In the last few years, Stereoscopic display devices have been introduced to the consumer market. This, together with the upcoming consumer release of stereoscopic head-mounted displays such as the Oculus Rift, has contributed to renew interest in technologies capable of presenting three-dimensional contents to the user. Indeed, these display work by simulating the way our own brain generates the perception of depth, by rendering two computer-generated pictures from slightly different viewpoints. The display then makes sure that each picture is seen by the associated eye, by means of shutter glasses or two separate screens. The 3STARS project aimed at pursuing research in this domain by designing new interaction techniques and investigating how stereoscopic display can support interactive experiences.

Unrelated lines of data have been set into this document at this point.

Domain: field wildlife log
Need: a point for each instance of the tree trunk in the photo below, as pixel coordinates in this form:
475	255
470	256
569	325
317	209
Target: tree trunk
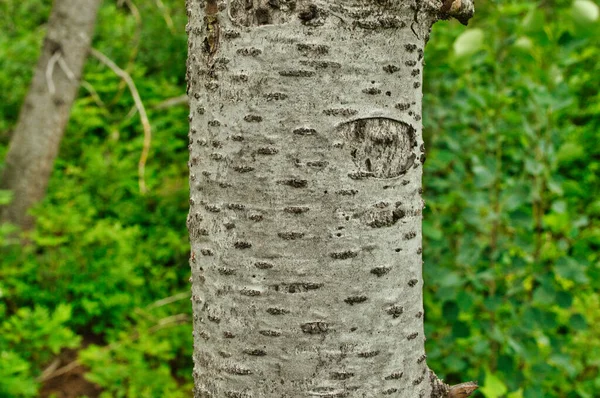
46	109
305	212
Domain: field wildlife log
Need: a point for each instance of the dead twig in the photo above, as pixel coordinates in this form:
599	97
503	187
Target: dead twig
140	108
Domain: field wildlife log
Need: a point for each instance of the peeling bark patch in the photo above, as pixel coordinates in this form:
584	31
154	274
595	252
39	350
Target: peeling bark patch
380	146
355	300
344	255
380	271
314	327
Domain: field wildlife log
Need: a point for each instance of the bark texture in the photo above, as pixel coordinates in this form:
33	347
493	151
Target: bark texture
305	215
45	112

In the first stage of the project, the researcher investigated the current state of the art in the domain of stereoscopic 3D user interfaces. Following this literature review, he set out to address issues commonly associated with stereoscopic visualization. Although specialist equipment that is explicitly designed to manipulate 3D content in the full 6 degrees of freedom exists, this has contributed to 3DUIs remaining confined to research laboratories and industry professionals. For example, the use of Multitouch input and 3D displays has received a lot of attention in recent years due to the richness of gestural interaction and the possibility of applying it to analyse scientific data. However, the requirement of touching the screen in order to interact, directly leads to the occurrence of the “vergence-accommodation conflict”. This arises because the user could perceive 3D content to appear in front of the screen or inside it. However, users still need to touch the display surface in order to express an input. This introduces a mismatch between the real depth of the screen and the perceived depth. In so doing, by fixating on their fingers, users risk incurring in the loss of the stereoscopic effect.

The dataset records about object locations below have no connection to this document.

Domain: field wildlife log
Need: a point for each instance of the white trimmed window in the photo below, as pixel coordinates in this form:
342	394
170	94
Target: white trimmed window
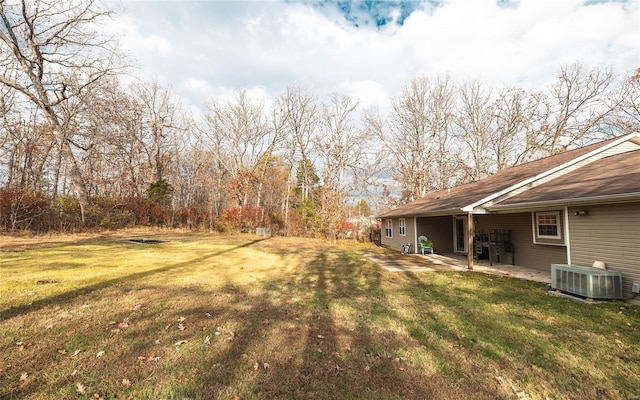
548	225
548	228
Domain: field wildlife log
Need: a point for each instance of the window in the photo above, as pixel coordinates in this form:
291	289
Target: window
548	225
548	228
388	231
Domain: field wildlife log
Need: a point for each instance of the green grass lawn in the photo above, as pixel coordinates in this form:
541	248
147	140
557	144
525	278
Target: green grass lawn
244	317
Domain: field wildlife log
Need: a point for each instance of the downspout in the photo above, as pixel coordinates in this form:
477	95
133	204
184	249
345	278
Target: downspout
567	238
415	234
470	248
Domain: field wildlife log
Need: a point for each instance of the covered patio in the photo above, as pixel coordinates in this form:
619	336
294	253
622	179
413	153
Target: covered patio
452	262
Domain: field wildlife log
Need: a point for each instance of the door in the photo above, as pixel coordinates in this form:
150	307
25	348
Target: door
460	234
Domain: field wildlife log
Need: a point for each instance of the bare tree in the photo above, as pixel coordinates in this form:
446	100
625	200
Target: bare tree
573	109
441	116
51	52
474	129
160	121
242	141
296	116
515	114
625	103
340	146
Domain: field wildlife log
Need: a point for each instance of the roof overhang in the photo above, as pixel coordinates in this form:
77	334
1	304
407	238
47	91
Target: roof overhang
487	201
581	201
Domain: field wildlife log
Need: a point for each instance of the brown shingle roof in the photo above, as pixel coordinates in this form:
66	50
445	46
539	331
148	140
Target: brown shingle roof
454	199
610	176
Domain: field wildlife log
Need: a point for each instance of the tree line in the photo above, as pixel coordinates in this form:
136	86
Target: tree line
79	150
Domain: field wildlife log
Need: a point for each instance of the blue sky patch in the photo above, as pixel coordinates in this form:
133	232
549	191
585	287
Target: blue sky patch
376	14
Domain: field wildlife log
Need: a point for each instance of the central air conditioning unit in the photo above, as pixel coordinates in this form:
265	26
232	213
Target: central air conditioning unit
589	282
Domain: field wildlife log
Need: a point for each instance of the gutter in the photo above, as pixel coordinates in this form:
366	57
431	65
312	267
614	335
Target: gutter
472	206
607	199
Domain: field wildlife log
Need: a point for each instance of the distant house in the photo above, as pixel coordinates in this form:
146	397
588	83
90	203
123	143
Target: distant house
574	208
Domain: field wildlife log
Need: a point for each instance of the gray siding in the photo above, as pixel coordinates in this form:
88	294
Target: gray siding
526	253
610	234
439	230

To mitigate these issues, the researcher proposed the use of an indirect Multitouch interaction paradigm. A tablet can be consider an indirect device if it is used to affect another display such as a 3D stereoscopic one. One distinct advantage they have compared to direct 3D Multitouch installations is that they are much more ubiquitous. Thus any tablet can potentially be turned into a device capable of full 6DOF input. Furthermore, by not requiring the user to touch the display area, they do not introduce the risk of potentially missing information by occluding it with one’s own hands. They also retain the richness of Multitouch interaction and are less prone to context switches than the traditional mouse and keyboard combination. Through a combination of user studies based on a 3D docking task, the researcher compared two indirect techniques designed for the tablet with two state-of-the-art direct touch techniques. Results from these studies showed that the indirect techniques are as effective as the best among the direct touch techniques. Furthermore, the indirect ones were reported to be less tiring and provided a better quality of experience. In a navigation tasks, the indirect technique resulted in a significant difference of 30% less errors. Results of these studies have been collected into various papers that have been published at the IEEE Symposium on 3D User Interfaces 2015 and 2016.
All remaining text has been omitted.